Dr Iain Comerford, originally from Glasgow, who is working with MS Research Australia on a fellowship at the University of Adelaide, has managed to stop progression of the disease in mice using a new drug.
The drug blocks the activity of a molecule known as PI3Kgamma, which is involved in the activation and movement of white blood cells, and protects against the damage to the nervous system associated with MS.
Blocking the molecule reduces the release of inflammation-inducing molecules from immune cells and also dramatically decreases the movement of immune cells into the central nervous system.
The research has already discovered new ways to treat human inflammatory disorders, such as diabetes and rheumatoid arthritis, and has now been extended to MS.
Dr Comerford, a former Glasgow University student who also trained at the Beatson Institute, said human trials of the drug are already under way in other labs around the world.
However, he said it would be at least another five years before any treatment is made available to humans.
He said: "It will now be crucial to determine whether targeting these molecules could be a safe and effective way to treat MS in humans.
"In the animal model, it was preventive and also we could reverse the disease, but it remains to be seen whether that also happens in human beings.
"We've inhibited an enzyme, PI3Kgamma, which is involved in the activation and migration of white blood cells.
"The white blood cells have to move from the blood into the nervous system to do damage in MS.
"By doing that, we reduce the activation of the white blood cells and reduce the migration of the cells into the central nervous system."
Jeremy Wright, chief executive of MS research Australia, said: "We will await his further results with great interest."
MS is a progressive disease where the body attacks its own central nervous system, causing nerve inflammation and scarring.
It results in the impairment of motor, sensory and cognitive function.

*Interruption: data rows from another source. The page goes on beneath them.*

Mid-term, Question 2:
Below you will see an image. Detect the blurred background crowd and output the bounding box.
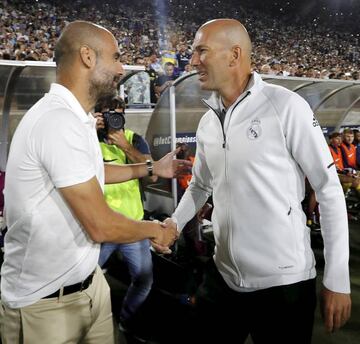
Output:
[0,0,360,80]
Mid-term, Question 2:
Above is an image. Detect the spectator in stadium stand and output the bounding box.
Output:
[340,128,357,170]
[0,21,191,344]
[155,62,176,97]
[125,56,151,105]
[149,53,165,75]
[329,131,344,172]
[176,43,191,74]
[353,129,360,169]
[165,19,351,344]
[329,132,360,193]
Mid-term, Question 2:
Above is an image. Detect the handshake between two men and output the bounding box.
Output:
[141,148,192,253]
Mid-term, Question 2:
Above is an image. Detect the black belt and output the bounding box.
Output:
[43,270,95,299]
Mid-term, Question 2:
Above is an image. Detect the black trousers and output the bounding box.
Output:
[192,259,316,344]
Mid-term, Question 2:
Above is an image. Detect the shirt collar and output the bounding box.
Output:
[49,83,96,125]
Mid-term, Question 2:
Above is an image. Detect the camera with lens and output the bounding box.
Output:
[102,110,125,132]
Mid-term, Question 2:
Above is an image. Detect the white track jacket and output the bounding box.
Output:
[173,73,350,293]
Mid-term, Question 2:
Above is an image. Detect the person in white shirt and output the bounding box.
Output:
[166,19,351,344]
[0,21,187,344]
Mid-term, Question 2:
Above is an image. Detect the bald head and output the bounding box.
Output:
[55,20,112,68]
[198,19,251,63]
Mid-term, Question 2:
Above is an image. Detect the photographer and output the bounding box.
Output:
[95,97,157,333]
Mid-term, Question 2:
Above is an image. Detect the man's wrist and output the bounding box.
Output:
[145,159,154,177]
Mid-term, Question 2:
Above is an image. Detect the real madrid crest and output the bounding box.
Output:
[247,118,262,140]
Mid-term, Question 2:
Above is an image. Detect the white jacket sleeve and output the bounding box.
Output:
[172,123,212,231]
[278,94,350,293]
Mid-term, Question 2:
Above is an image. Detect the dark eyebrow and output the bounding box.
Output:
[193,44,208,50]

More than 10,000 people in Scotland, around one in 500, suffer from the disease – the highest prevalence of any country in the world.
In 2010, Harry Potter author JK Rowling donated £10 million to set up a clinic to research treatments for multiple sclerosis after the disease killed her mother Anne at the age of 45.
The Anne Rowling regenerative neurology clinic is currently being built at Edinburgh University and will carry out research into a range of degenerative neurological conditions and diseases, including Alzheimer's, Parkinson's, Huntington's and motor neurone disease.